Improving wireless security
- 08 May, 2007 14:16
Partially for cost reasons (less money to spend versus regular wiring) and partially for convenience (users don't have to be close to a network jack), more wireless is starting to be deployed at my company. After reading about all of the security problems that come along with the benefits of having wireless as a part of the network, I am concerned about having enough protection in place will still having the wireless network being convenient to use. What do you suggest as possibilities for doing this?-- Via the Internet.
There are several things to look at.
The first is to do an inventory of all the wireless devices that you have. Most important, note whether the wireless device is mode B, mode G, etc. While not a big deal in the grand scheme of things, it will dictate, in part, the type of encryption that you are able to use and how sophisticated you can get.
Regardless, if you have to use WEP and/or WPA in your wireless encryption, I would suggest going to Steve Gibson's Web site to get the best possible source of encryption keys to use. A common mistake is to use the most difficult encryption key for the encryption being used. Steve has gone to great pains to come up with the easiest way for a wireless admin to have a as good a key source as possible. I havent heard of anyone being able to crack an wireless encryption that has been setup using a key from his site. Another important step is to not use a SSID that readily identifies where the wireless is or the company that it belongs to.
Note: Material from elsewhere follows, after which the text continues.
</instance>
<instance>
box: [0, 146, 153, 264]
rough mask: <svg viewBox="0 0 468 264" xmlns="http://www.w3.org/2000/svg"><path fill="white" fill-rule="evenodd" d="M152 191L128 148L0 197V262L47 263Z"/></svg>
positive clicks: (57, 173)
While, in an ideal world, it would be nice to say only mode G devices could be used on your network, in reality, you may have some devices, such as those used in warehouse or security environments, that may still only support mode B wireless configurations. In such cases, multiple SSIDs can come in handy. You could have one setup handle the WPA devices and another to handle the WEP-only devices. Disabling the broadcasting of SSIDs is another important step to take as this adds one more hurdle to allowing someone to drive by and help themselves to your network.
While having a Wireless Access Controller appliance would make administering and supporting a multiple Access Point network easier, the ones I've seen aren't really that practical or affordable unless you are dealing with the 25 or more access points.
If you have the time, enabling MAC Address Filtering so that only those devices who are on the "allowed" list can see the wireless network. This is different from MAC-based authentication, which may not work with all vendors' access points with WPA enabled. If your access points and network will support it, another step to consider is separating SSIDs onto different networks or VLANs.
All of this should give you a rough idea of some of the questions you need ask yourself and your wireless vendor(s). This is something that should be revisited on a periodic basis as new technology is released and existing technology is improved.